On the Edge of Earth: 5000
You are the sole operator assigned to a spaceship carrying out a mission as part of the New Earth Federation Connected Worlds Project. You are assigned to search for viable dead planets and revitalize them for future Federation colonization operations. Unfortunately, you've forgotten a lot from your instruction manuals. But you have a whole spaceship filled with science stuff to play with, so hey, you might as well give it a shot! On the Edge of Earth: 5000 is a sci-fi adventure game by Roope Tamminen of Lakeview Cabin fame. It was originally developed for the Ludum Dare 48 game jam under the theme of "Connected Worlds". Use the [arrow] keys to move around the ship, with the down [arrow] used to interact with its machinery. You can also hold down while moving to run, speeding up the process. Figure out how all these machines work together, and you just may make NEF proud after all!

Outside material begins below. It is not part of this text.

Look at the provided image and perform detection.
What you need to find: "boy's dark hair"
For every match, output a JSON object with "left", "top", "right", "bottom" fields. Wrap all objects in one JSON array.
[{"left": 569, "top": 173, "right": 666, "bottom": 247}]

We've seen something of a spate of browser games like Generation Ship and Terra Coda, based around the premise of being dropped into an outer-space setting with a bunch of gadgets, tasking the player with discovering what they can and what they are supposed to do with all of them to make progress. Well, On the Edge of Earth: 5000 is one of the best. It has a sensible and detailed central puzzle to unravel, while at the same time throwing in all sorts of little red herrings and minigames to mess with that, while not impeding the implied narrative, does much to build the character of the setting. It feels a little unhelpful to boil a recommendation down to "if you like this sort of thing, you'll like this sort of thing", but On the Edge of Earth: 5000 is really meant for that group of gamers who don't mind a little tinkering and a little lack of direction in exchange for the chance to explore and play with an unfamiliar locale. (And, let's face it, if that group didn't exist, Myst wouldn't have sold approximately 30 kajillion copies.) This post-comp release has cleared up some of the glitchiness and narrative looseness of the original, so if you played the original and were unimpressed, it might be worth your while to check it out again. Now, if you excuse me, I'm going to go try to beat my ship's Rock-Paper-Scissors machine again. I just know that the 487th time is the charm!